A couple weeks ago Sam wrote a cool article on how to incorporate a MacGuffin into your RPG plot [here]. We received feedback from readers asking for more specific examples, not of existing MacGuffins but of ones that could be used effectively in an RPG format. The collaborative nature of story-telling in roleplaying games can sometimes make it difficult to use certain literary devices effectively. For example; if the bad guys want a mysterious object in a film, it’s fine for the viewer to never know what the object is because the characters in the film usually do. In an RPG players want to to know. Worse yet, if it’s something powerful they want to use it! A great RPG MacGuffin needs to have the following aspects:
- It needs to motivate the action. Powerful people want it, or want to destroy it!
- The characters need to find out what it is, eventually!
- It needs to be something “other” people can use but not intrinsically useful to the heroes.
- It could have the potential to launch follow-up adventures.
So with that in mind (especially #3), and in response to feedback, here’s my list of MacGuffins for use in your RPG. Remember, there is usually a big difference between what the heroes think of as “powerful” and what motivates the movers and shakers of the campaign world. It should also be noted that I tend write from the fantasy genre perspective but these ideas could work in almost any genre with a little tweaking.
- Documents confirming that the prisoner in the dungeon is the rightful heir to the throne.
- The contract between a devil and the mortal that sold their soul.
- Plans and blueprints for an important structure.
- Information that that reveals a long-held belief is wrong.
- Letters between a powerful person and their secret lover.
- Evidence of an atrocity committed by someone well respected.
- Evidence that a “good” organization is actually led by evil forces.
- Mortal remains. Someone needs to speak with the dead!
- The cure for a magical plague affecting the land.
- The potential cause of the magical plague about to be released.
- One of the “cornerstones” of reality.
- Information that proves the neighboring kingdom is preparing to invade.
- Or, information proving the neighboring kingdom is peaceful.
- A key (the heroes don’t need to know what it goes to).
- Evidence of a long-denied threat returning.

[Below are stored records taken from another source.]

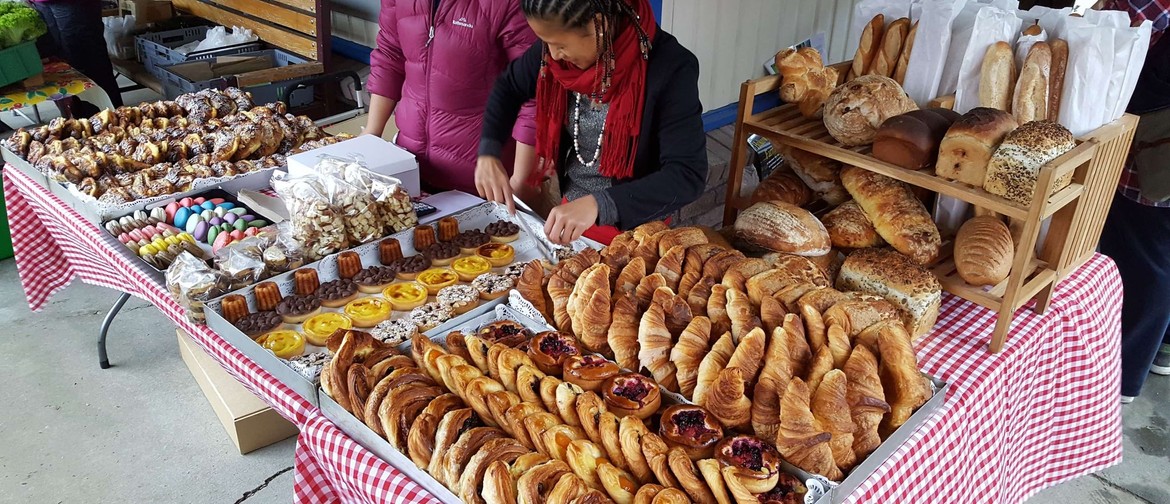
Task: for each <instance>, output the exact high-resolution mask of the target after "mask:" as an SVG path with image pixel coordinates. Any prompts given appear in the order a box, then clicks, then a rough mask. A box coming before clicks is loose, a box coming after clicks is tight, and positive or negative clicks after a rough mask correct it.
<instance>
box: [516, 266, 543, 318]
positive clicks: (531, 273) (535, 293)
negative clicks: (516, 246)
mask: <svg viewBox="0 0 1170 504" xmlns="http://www.w3.org/2000/svg"><path fill="white" fill-rule="evenodd" d="M516 291H517V292H519V295H521V296H523V297H524V299H528V302H529V303H532V308H536V311H539V312H541V315H542V316H544V318H545V319H546V320H552V313H550V312H549V306H548V305H546V304H545V303H544V267H543V265H541V261H539V260H532V261H529V262H528V264H524V269H522V270H521V272H519V278H516Z"/></svg>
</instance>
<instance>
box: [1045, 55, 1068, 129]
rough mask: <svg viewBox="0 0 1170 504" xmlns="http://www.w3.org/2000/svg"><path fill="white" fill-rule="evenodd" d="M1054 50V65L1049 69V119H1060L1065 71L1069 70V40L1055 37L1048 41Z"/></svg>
mask: <svg viewBox="0 0 1170 504" xmlns="http://www.w3.org/2000/svg"><path fill="white" fill-rule="evenodd" d="M1048 49H1049V50H1052V67H1051V68H1049V70H1048V119H1049V120H1059V119H1060V99H1061V97H1062V96H1064V95H1065V71H1067V70H1068V42H1065V41H1064V40H1061V39H1053V40H1051V41H1049V42H1048Z"/></svg>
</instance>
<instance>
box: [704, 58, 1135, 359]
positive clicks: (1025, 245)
mask: <svg viewBox="0 0 1170 504" xmlns="http://www.w3.org/2000/svg"><path fill="white" fill-rule="evenodd" d="M848 64H849V63H848V62H846V63H838V65H837V67H838V68H839V69H840V70H841V71H840V74H841V75H842V76H844V75H845V70H846V69H847V68H848ZM779 87H780V77H779V76H769V77H764V78H759V80H755V81H748V82H745V83H744V84H743V85H742V87H741V91H739V112H738V116H737V118H736V132H735V140H734V145H732V151H731V161H730V163H731V165H730V166H731V171H730V175H729V181H728V198H727V207H725V209H724V215H723V223H724V226H730V225H731V223H732V222H734V221H735V218H736V215H737V214H738V212H739V210H742V209H744V208H746V207H748V206H749V200H750V194H743V195H742V194H739V185H741V182H742V178H743V170H742V167H743V166H744V164H745V160H746V154H748V144H746V138H748V136H749V134H752V133H755V134H759V136H762V137H765V138H768V139H770V140H771V141H773V143H779V144H784V145H790V146H792V147H796V149H800V150H804V151H808V152H812V153H815V154H820V156H824V157H826V158H831V159H834V160H838V161H840V163H844V164H847V165H853V166H858V167H861V168H865V170H868V171H872V172H875V173H880V174H882V175H886V177H890V178H894V179H897V180H901V181H903V182H907V184H909V185H911V186H917V187H921V188H924V189H927V191H931V192H935V193H938V194H945V195H949V196H952V198H955V199H958V200H962V201H965V202H968V203H971V205H972V206H973V207H975V208H976V212H977V213H980V214H989V213H990V214H996V215H1002V216H1005V218H1007V219H1009V221H1010V222H1011V227H1012V232H1013V237H1014V239H1016V251H1014V255H1013V261H1012V271H1011V275H1010V276H1009V277H1007V278H1006V279H1004V281H1003V282H1000V283H999V284H998V285H995V286H992V288H991V289H983V288H977V286H972V285H969V284H968V283H966V282H964V281H963V278H961V277H959V276H958V272H957V271H956V270H955V262H954V258H952V256H951V251H952V243H951V242H950V237H949V236H944V237H943V240H944V246H943V253H942V254H941V255H940V258H938V260H937V261H936V262H935V263H932V264H930V265H929V269H931V271H934V272H935V275H936V276H937V277H938V281H940V282H941V283H942V286H943V290H945V291H948V292H951V294H954V295H956V296H959V297H962V298H964V299H968V301H970V302H972V303H977V304H979V305H982V306H986V308H989V309H991V310H995V311H996V312H997V313H998V320H997V322H996V329H995V332H993V333H992V340H991V345H990V350H991V352H993V353H995V352H999V351H1000V350H1002V348H1003V345H1004V340H1005V338H1006V336H1007V332H1009V329H1010V327H1011V322H1012V317H1013V315H1014V312H1016V310H1018V309H1019V308H1020V306H1024V305H1025V304H1027V303H1028V302H1030V301H1032V299H1035V306H1034V309H1033V310H1035V312H1038V313H1042V312H1045V311H1046V310H1047V309H1048V304H1049V302H1051V299H1052V291H1053V288H1054V286H1055V284H1057V283H1058V282H1059V281H1060V279H1061V278H1064V277H1065V276H1067V275H1068V272H1071V271H1073V270H1075V269H1076V268H1079V267H1080V265H1081V264H1083V263H1085V261H1088V258H1089V257H1090V256H1092V255H1093V253H1094V251H1095V249H1096V244H1097V241H1099V240H1100V237H1101V229H1102V228H1103V226H1104V218H1106V215H1107V214H1108V212H1109V206H1110V203H1112V202H1113V194H1114V192H1115V189H1116V186H1117V180H1119V178H1120V177H1121V170H1122V167H1123V165H1124V161H1126V156H1127V153H1128V152H1129V144H1130V141H1131V140H1133V137H1134V127H1135V126H1136V124H1137V117H1135V116H1130V115H1126V116H1123V117H1122V118H1120V119H1117V120H1114V122H1113V123H1109V124H1106V125H1104V126H1101V127H1099V129H1097V130H1094V131H1093V132H1090V133H1089V134H1087V136H1085V137H1083V138H1079V139H1078V140H1076V144H1078V145H1076V147H1075V149H1073V150H1072V151H1069V152H1067V153H1065V154H1064V156H1061V157H1059V158H1057V159H1054V160H1052V161H1051V163H1048V164H1047V165H1045V166H1044V167H1042V168H1041V170H1040V174H1039V180H1038V181H1037V194H1052V195H1051V196H1048V198H1034V201H1033V202H1032V205H1028V206H1024V205H1019V203H1017V202H1013V201H1009V200H1006V199H1004V198H1000V196H997V195H995V194H991V193H987V192H985V191H983V188H979V187H972V186H969V185H965V184H961V182H956V181H951V180H947V179H943V178H940V177H936V175H934V174H932V173H929V172H927V171H911V170H906V168H902V167H899V166H895V165H892V164H888V163H885V161H880V160H878V159H875V158H873V157H872V156H869V152H870V146H868V145H865V146H858V147H845V146H842V145H841V144H840V143H838V141H837V140H835V139H833V137H832V136H830V134H828V131H827V130H826V129H825V125H824V123H823V122H821V120H820V119H808V118H805V117H804V116H801V115H800V112H799V111H798V110H797V108H796V105H794V104H783V105H780V106H778V108H775V109H770V110H765V111H762V112H759V113H751V111H752V109H753V105H755V103H753V102H755V97H756V95H759V94H763V92H775V91H776V90H778V89H779ZM1068 173H1072V174H1073V181H1072V184H1069V185H1068V187H1065V188H1062V189H1060V191H1057V192H1055V194H1053V191H1052V188H1053V186H1054V182H1055V181H1057V180H1059V179H1060V178H1061V177H1064V175H1066V174H1068ZM1048 218H1052V221H1051V225H1049V230H1048V234H1047V237H1046V240H1045V243H1044V244H1042V248H1041V254H1040V255H1039V256H1037V254H1035V253H1034V250H1035V249H1037V241H1038V239H1039V234H1040V227H1041V226H1040V225H1041V222H1042V221H1044V220H1045V219H1048Z"/></svg>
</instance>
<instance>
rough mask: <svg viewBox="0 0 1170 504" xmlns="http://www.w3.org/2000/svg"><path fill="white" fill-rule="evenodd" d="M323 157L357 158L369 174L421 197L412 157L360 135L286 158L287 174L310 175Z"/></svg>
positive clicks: (408, 154) (414, 194)
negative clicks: (364, 165) (399, 186)
mask: <svg viewBox="0 0 1170 504" xmlns="http://www.w3.org/2000/svg"><path fill="white" fill-rule="evenodd" d="M323 156H336V157H339V158H357V159H359V160H362V161H363V163H365V165H366V167H367V168H370V171H371V172H374V173H381V174H384V175H390V177H393V178H395V179H398V180H401V181H402V186H404V187H406V191H407V192H408V193H411V195H412V196H417V195H419V194H420V193H421V187H420V185H419V163H418V160H415V159H414V154H412V153H409V152H408V151H407V150H405V149H402V147H399V146H398V145H394V144H392V143H390V141H386V140H383V139H381V138H378V137H374V136H372V134H363V136H359V137H355V138H351V139H349V140H345V141H338V143H336V144H333V145H326V146H324V147H321V149H314V150H311V151H308V152H302V153H300V154H296V156H289V157H288V164H289V174H290V175H292V177H297V175H301V174H303V173H311V172H312V171H314V166H316V165H317V160H318V159H321V157H323Z"/></svg>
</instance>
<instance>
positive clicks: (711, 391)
mask: <svg viewBox="0 0 1170 504" xmlns="http://www.w3.org/2000/svg"><path fill="white" fill-rule="evenodd" d="M743 377H744V375H743V373H742V371H741V370H739V368H737V367H728V368H725V370H723V371H721V372H720V374H718V377H717V378H716V379H715V381H714V382H713V384H711V388H710V391H709V393H708V394H707V403H706V405H701V406H703V407H706V408H707V409H709V410H710V412H711V414H714V415H715V417H716V419H718V420H720V423H723V426H724V427H727V428H731V429H739V428H744V427H748V426H749V424H750V423H751V400H750V399H748V396H746V389H745V388H746V384H745V382H744V378H743Z"/></svg>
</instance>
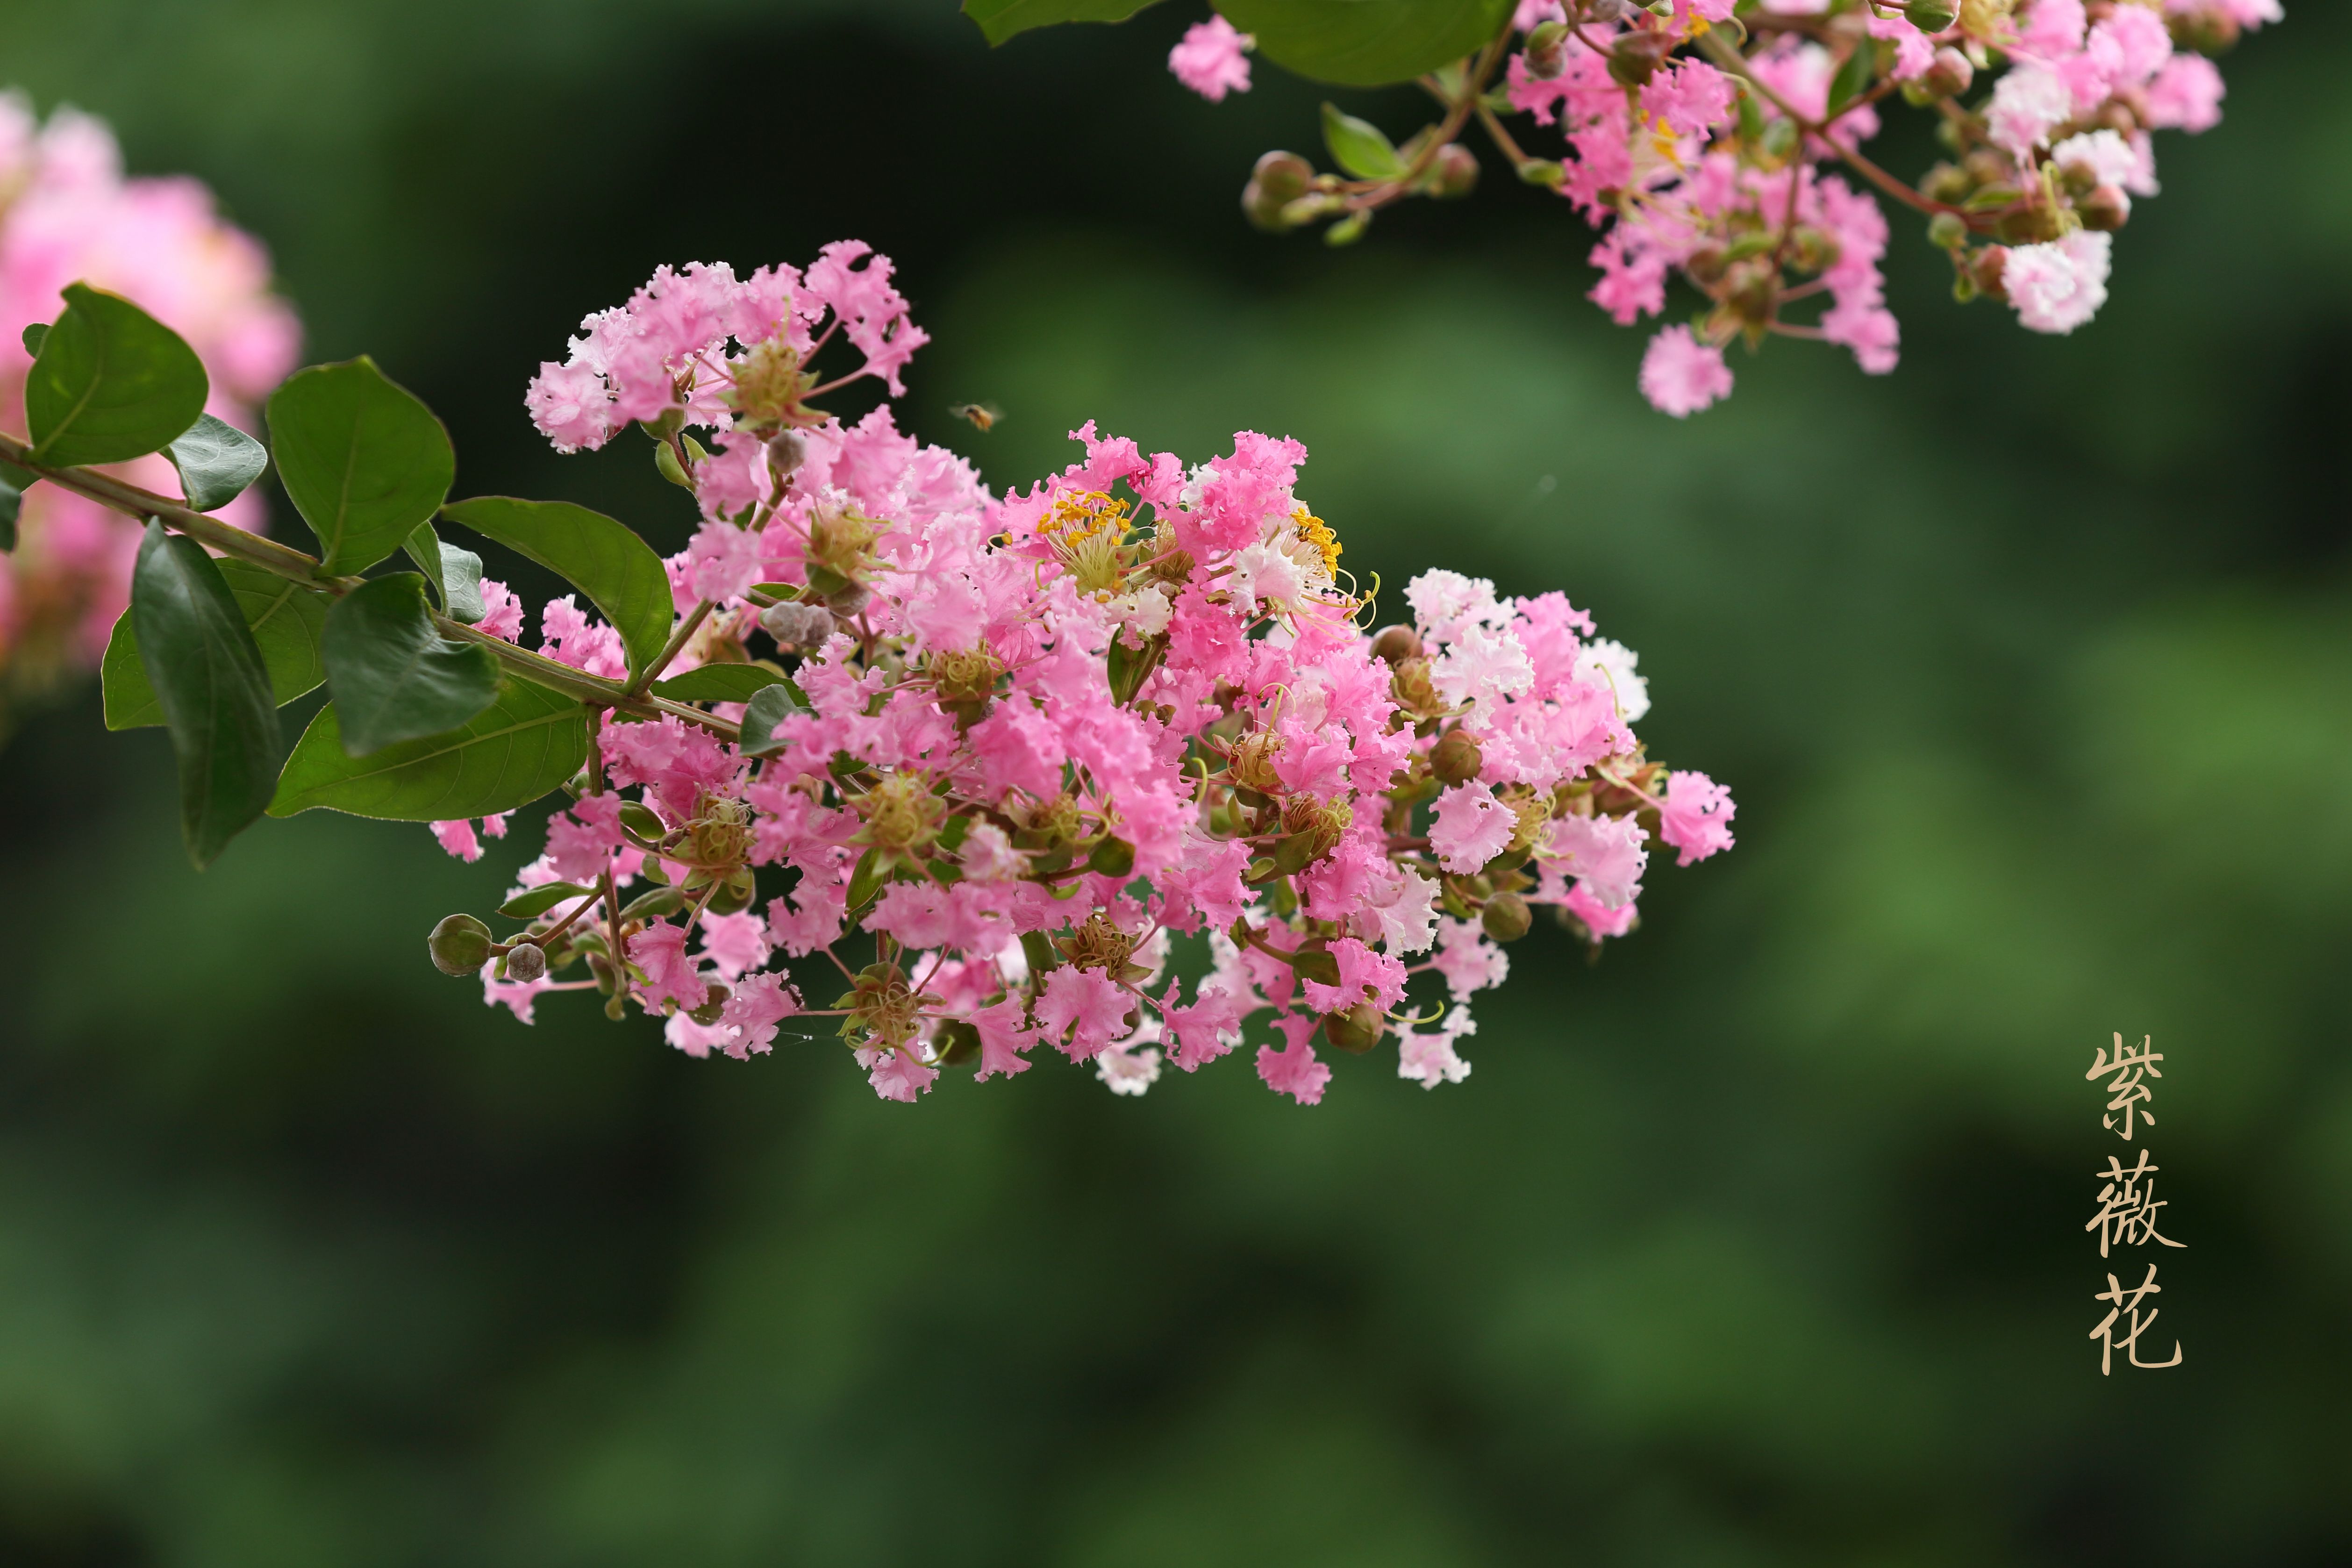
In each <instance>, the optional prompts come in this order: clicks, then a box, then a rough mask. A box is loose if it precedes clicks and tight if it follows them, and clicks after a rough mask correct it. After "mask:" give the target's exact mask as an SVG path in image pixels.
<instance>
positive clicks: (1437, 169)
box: [1430, 141, 1477, 200]
mask: <svg viewBox="0 0 2352 1568" xmlns="http://www.w3.org/2000/svg"><path fill="white" fill-rule="evenodd" d="M1432 172H1435V176H1437V188H1435V190H1430V195H1435V197H1442V200H1456V197H1463V195H1470V193H1472V190H1477V155H1475V153H1472V150H1470V148H1465V146H1463V143H1458V141H1449V143H1444V146H1442V148H1437V162H1435V165H1432Z"/></svg>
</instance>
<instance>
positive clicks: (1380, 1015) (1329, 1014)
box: [1324, 1001, 1388, 1056]
mask: <svg viewBox="0 0 2352 1568" xmlns="http://www.w3.org/2000/svg"><path fill="white" fill-rule="evenodd" d="M1385 1025H1388V1020H1385V1018H1381V1009H1376V1006H1371V1004H1369V1001H1357V1004H1355V1006H1352V1009H1348V1011H1345V1013H1324V1039H1329V1041H1331V1044H1334V1046H1336V1048H1341V1051H1345V1053H1348V1056H1364V1053H1367V1051H1371V1048H1374V1046H1376V1044H1381V1030H1383V1027H1385Z"/></svg>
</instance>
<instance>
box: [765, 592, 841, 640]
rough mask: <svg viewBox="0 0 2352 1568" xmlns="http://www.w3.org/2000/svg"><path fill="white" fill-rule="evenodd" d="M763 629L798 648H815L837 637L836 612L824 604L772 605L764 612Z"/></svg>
mask: <svg viewBox="0 0 2352 1568" xmlns="http://www.w3.org/2000/svg"><path fill="white" fill-rule="evenodd" d="M760 630H762V632H767V635H769V637H774V639H776V642H781V644H786V646H795V649H814V646H816V644H821V642H823V639H826V637H830V635H833V611H830V609H826V607H823V604H800V602H786V604H769V607H767V609H762V611H760Z"/></svg>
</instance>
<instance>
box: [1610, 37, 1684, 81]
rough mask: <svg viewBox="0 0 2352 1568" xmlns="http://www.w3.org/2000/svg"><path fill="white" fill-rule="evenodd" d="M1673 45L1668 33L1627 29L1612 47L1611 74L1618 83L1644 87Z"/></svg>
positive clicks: (1611, 57) (1612, 77)
mask: <svg viewBox="0 0 2352 1568" xmlns="http://www.w3.org/2000/svg"><path fill="white" fill-rule="evenodd" d="M1670 47H1672V45H1670V42H1668V38H1665V33H1625V35H1623V38H1618V40H1616V45H1613V47H1611V49H1609V78H1611V80H1613V82H1616V85H1618V87H1642V85H1644V82H1649V78H1653V75H1656V73H1658V61H1661V59H1665V52H1668V49H1670Z"/></svg>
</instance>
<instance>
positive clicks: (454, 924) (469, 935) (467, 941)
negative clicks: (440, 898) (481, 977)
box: [426, 914, 489, 976]
mask: <svg viewBox="0 0 2352 1568" xmlns="http://www.w3.org/2000/svg"><path fill="white" fill-rule="evenodd" d="M426 947H428V950H430V952H433V969H437V971H442V973H445V976H470V973H480V971H482V964H489V926H485V924H482V922H477V919H475V917H473V914H447V917H442V924H437V926H433V936H430V938H426Z"/></svg>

- Proof that evil enemies were once good, but good races were responsible for their turn to evil.
- A mundane artifact of a long-dead hero that may inspire rebellion.
- The secret recipe for the most popular wine in the realm.
- An old peace treaty.
- The last will and testament of a powerful individual.
- A vessel containing someone’s soul.
- The secret alchemy formula to something economically valuable.
- The deed to a section of land or a claim to a mine.
- Documents with a listing of the identities of a network of royal spies.
- An intricate brass cog that belongs in an important device, which is useless without it.
- An extremely rare alchemy reagent.
- An infant child that is the key to an ancient prophecy.
- A wizard’s familiar.
- The client roster of an elite up-scale brothel.
- The personal journal of a noble.
- The sacred texts of a powerful religion.
- A famous painting (which secretly hides important documents).
- Evidence of a fundamental misunderstanding in the texts of a long-standing faith.
- Evidence that a popular noble is a spy for an enemy realm.
- Proof that the high-priest is possessed.
It can be difficult to motivate the heroes over something that may not hold personal value to them. Consider the idea of patronage of you’re thinking about using a MacGuffin. The heroes might not value the MacGuffin but if their patron does than the adventure is on!
The MacGuffin is a time-honored plot element that can be used to great affect in nearly any story-telling endeavor. However, there in lies a potential problem for its inclusion in an RPG; how focused on story-telling is your game? To work most effectively the MacGuffin requires at least a little buy-in from your players. If your game and players are story focused, then the use of the MacGuffin may be just thing your adventure needs.